2014年2〜3月にかけて放射線科8番の血管造影装置更改と改装工事があり新たなスタートを切りました。

病棟のベッド構成は、これまでと同様、循環器内科22床、呼吸器内科28床の計50床で稼動しています。今年は、中核となるスタッフの勤務異動や退職があり揺れ動いた時期もありましたが、スタッフ個々の力を合わせチームワークで乗り切ることができました。入院患者のべ人数は1,198人で昨年をした。病床稼働率は年平均79.21%を維持し、看護必要度も年平均21.88%でした。

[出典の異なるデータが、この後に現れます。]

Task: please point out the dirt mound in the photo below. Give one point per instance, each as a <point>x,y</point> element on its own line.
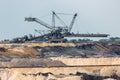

医療看護必要度は、4月に大幅な改定のためCAGでの算定ができなくなり15%を切るスタートとなりました。その後は、医師との連携を強化し収支を考えた一部パスの見直しを行い更に、病棟の記録委員と看護主任が中心となって勉強会を開催しスタッフの知識向上に努めました。その結果、年間の医療看護必要度は20%以上で推移しています。4月からのDPCの導入に際しては、DPC関連情報を医師と共有することを徹底しMAと医事課とも連携を強化しました。また、入院中の他科受診を最小限に抑え入院前にも他科受診の予定が無いかのチェックも強化しました。

2014年の病棟目標

  1. 患者・家族を主体とした看護実践を行い、急性期病院としての看護提供する
  2. 他職種・他部署とコミュニケーションをとり安全で効率的な相互応援体制を構築し、DPCに沿った業務改善を行う
  3. 自らのキャリア開発に視点を置き、専門職業人としての能力向上に努める
  4. コスト意識を高く持ち、組織人として積極的に病院経営に参画する

の4点を挙げました。

係活動

教育・学生指導

指示受けリーダー制が導入となって1年が経ち、チームナーシングが向上した一方で、メンバースタッフのプライマリーナースとしての責任感の薄れや、指示受けの経験が少なくなったことで指示受けが自立できないという問題が出てきました。そこで、教育委員が中心となって3年目以下スタッフの指示受けの到達目標を設定し、評価しながら指示受けの自立をめざしました。また、1年生は10F病棟独自のステップ方式のチェックリスト用いて指導内容と新人の成長過程を記載することで効果的指導に繋げることができました。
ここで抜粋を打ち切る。